The Administration criticized the Obama-era memo because, in the language of the Department of Education’s directive, “The Department thinks that the position set forth in the DCL would have benefitted from public input on the issues discussed in the DCL.”
Two days before the Department of Education rescinded the Obama-era guidance, the Consumer Federation of America (CFA) put out a report stating that, “As of the end of 2016, 42.4 million Americans owed $1.3 trillion in federal student loans,” and that’s excluding ”borrowing through private student loans, credit cards, and home equity loans.” The CFA also found that “$137.4 billion in balances were in default” and the average amount of student loan debt is $30,650 per borrower. According to Rohit Chopra, Senior Fellow at CFA, “3,000 preventable student loan defaults each day in America is 3,000 too many.”
The Obama directive came in response to a request from a circuit court of appeals seeking guidance in a case against United Student Aid Fund (USA Funds). Bryana Bible challenged the company’s assessment of collection costs, which in her case amounted to $4,547 for a defaulted loan from 2012. Earlier this year USA Funds settled a class-action suit related to the court case and ended up paying $23 million, while refusing to accept responsibility for the alleged damages.

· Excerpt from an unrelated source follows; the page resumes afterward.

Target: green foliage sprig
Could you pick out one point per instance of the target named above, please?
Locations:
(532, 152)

The State of Higher Education
The Trump Administration’s directive doesn’t bode well for the future of higher education in this country. In the United States – where 70 percent of students leave school with debt and 44 percent end up in jobs that don’t require degrees – it isn’t a stretch to say that the system needs serious work if not a complete overhaul. This is particularly true when you consider that better systems already exist, such as in Germany where 82 percent of students are completely debt free.
It isn’t hard to imagine how the Trump Administration’s directive might play out in everyday life. Having graduated with a liberal arts degree, someone might seek a job in his or her field, perhaps a job as a writer or a teacher. Failing that, as is often the case, this person might spend several years bouncing between “low-skill” jobs. Slowly bills might begin to pile up – rent, utilities, healthcare premiums, car payments, credit card debt, etc. – and to make matters worse, fees might be added by an FFEL guarantee agency because the student loans have defaulted.
This action is another example of the Trump Administration’s efforts to roll back protective measures that make life just a tiny bit better for everyday people.